I can’t tell you how many kids come through our snack line and say, “I’ll take some fruit snacks” or “Give me an apple juice.” At the beginning of the year, we start training them to start every request (not ORDER--request—‘cause that’s how we roll) with “May I please”. They usually look at us like we have two heads the first few times we stop them and make them start over.
We spend a lot of time every day coaching kids on how to interact with adults and peers nicely. “Get out of my way” should be, “Excuse me, please” and “I want a pencil” should be, “May I please have a pencil?” We also make them wait to speak when we are talking and avoid interrupting unless it is an emergency. Is this nitpicky? Maybe. But I can tell you that when we stumble upon a child with good manners, they stand out in the crowd. I imagine that it will serve them well throughout their lives when they go to a job interview or call a customer service help line.
This issue screeched into the forefront of my mind this morning when a third grader saw a bus pass by while we were waiting on the buses to pick up the kids for school. His knee jerk remark was, “Hey Dummy! You were supposed to stop here!” Yes. A third grader. Talking about an adult bus driver. Do you think maybe he’s heard a parent making remarks about other drivers in the car?
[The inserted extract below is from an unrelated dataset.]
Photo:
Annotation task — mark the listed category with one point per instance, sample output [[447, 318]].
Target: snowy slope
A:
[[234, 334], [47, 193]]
Kids are ALWAYS listening, folks.
It also never ceases to amaze me how much kids are paying attention to boring things like politics. They hear us—and adopt our attitudes. We have become so partisan and vitriolic that it can’t help spreading to our kids. Most of the time they don’t even understand why they hate one politician or another, but they know what the “right” side is. I know we all have strong opinions about the direction our country should be going. I know that we all want our own way and we think that our way is the only way. But do you think we might learn something by hearing the perspective of another side? Maybe there’s some common ground in the middle of all the divisiveness but we can’t even concede to that because we are so wrapped up in finger pointing and name calling. Even if we can’t find any common ground, can’t we be polite to other humans?
Maybe this should be a wake-up call for all of us. When our ugly words seep into the brains of our Kindergarteners, we need to take a look at how we talk to one another. Don’t we want our kids to talk politely to others? If that’s the case, shouldn’t we be the BEST example in front of them? And I’ll guarantee you that there is nowhere that you can privately say those ugly words that your child isn’t listening. They may be playing in another room, but I promise that they can hear you.
Whether you are running this country or running your household, the example you set before your kids is the most powerful force on the planet. You know the best way to change the world? Change the children.